The Data Processing Servers (DPS) are based on the Data Collection Server (DCS) code base. This way they follow the same concept: URL entry point that returns a success with extra information. Each service has its own schema validation class of how it should interpret the incoming request. Once this is sucessful the object is played into the buffer.
Same as the DCS, once the server is running it as a few functions that run every loop. These are used to setup any base configruations (Account class etc..). After these functions the worker class will start pulling objets from the buffer.

Structure

The project is structured in a way where each service/application inherits from the "base" app.
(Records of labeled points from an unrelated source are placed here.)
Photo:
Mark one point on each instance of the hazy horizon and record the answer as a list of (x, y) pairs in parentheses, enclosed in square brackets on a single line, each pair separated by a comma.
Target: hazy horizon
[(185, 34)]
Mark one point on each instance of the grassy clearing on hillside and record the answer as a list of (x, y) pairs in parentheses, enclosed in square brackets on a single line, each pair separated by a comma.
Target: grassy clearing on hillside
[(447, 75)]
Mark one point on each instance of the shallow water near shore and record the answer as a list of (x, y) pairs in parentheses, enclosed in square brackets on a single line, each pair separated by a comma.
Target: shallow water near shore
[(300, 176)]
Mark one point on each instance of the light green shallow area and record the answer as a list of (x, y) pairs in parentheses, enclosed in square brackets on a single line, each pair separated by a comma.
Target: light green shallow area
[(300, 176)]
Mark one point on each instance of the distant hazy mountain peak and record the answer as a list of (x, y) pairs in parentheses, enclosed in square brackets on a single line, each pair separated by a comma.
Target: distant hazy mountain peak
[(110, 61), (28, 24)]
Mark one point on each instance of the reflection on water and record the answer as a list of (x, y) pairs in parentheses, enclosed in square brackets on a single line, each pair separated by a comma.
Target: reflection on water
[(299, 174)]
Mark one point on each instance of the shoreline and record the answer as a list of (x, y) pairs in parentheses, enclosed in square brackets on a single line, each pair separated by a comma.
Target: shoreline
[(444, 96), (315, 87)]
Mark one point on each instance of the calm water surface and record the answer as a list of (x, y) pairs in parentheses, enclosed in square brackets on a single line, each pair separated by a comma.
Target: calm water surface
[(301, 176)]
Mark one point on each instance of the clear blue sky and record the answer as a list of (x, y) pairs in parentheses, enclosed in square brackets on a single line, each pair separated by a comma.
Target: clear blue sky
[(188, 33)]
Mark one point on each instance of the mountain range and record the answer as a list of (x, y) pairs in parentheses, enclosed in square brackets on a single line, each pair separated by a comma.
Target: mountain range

The base app is called simply "dps", and holds a base class for any Cubed service to be built from. This includes a BaseServer - which is the main entry point for an application, and then some BaseWorker classes which the Server will use to handle items put into its buffer(s) (see below), and finally it has its own Accounts class which holds an array of cubed Accounts tracking whether they should be updated within a loop or not.
This all follows the same principals and designs as the DCS. To the point where my intention was the dps base applicaiton here would then have all Cubed services extend from it and add what ever they need. For example the DCS project could be moved over and called Collector.

Buffer Types

The cubed DPS offers 2 ways to handle queued data. The first is gevent.queue (which is also used in the DCS), and the second is AWS SQS (currently only used by the Visscore application).

Metrics

Metrics can be added per function within each of those processes, with a few specific exceptions1. This is done in the MetricGroup class, found in metrics.py. The metric we use is timing - this is a custom defined class that adds four metrics to each function - min, max, avg and count. These are hopefully self-explanatory, but for completeness min is the shortest time a function has taken to run, max is the longest, avg is the average time it takes the function to run over the lifetime of this PyDPS app, and count is the number of times the function has run, again over the lifetime of the app. Lifetimes will reset when a box is power-cycled for whatever reason (eg a deployment).

If you are looking to add another metric type this should be done in metrics.py by adding your own class, then defining it in MetricGroup.

To apply metrics to a given function it must be given the decorator @metrics.\[function name].time. For example, the metric pydps.worker.update_visitor_predictions.timing.count gives us the count from the worker function update_visitor_predictions.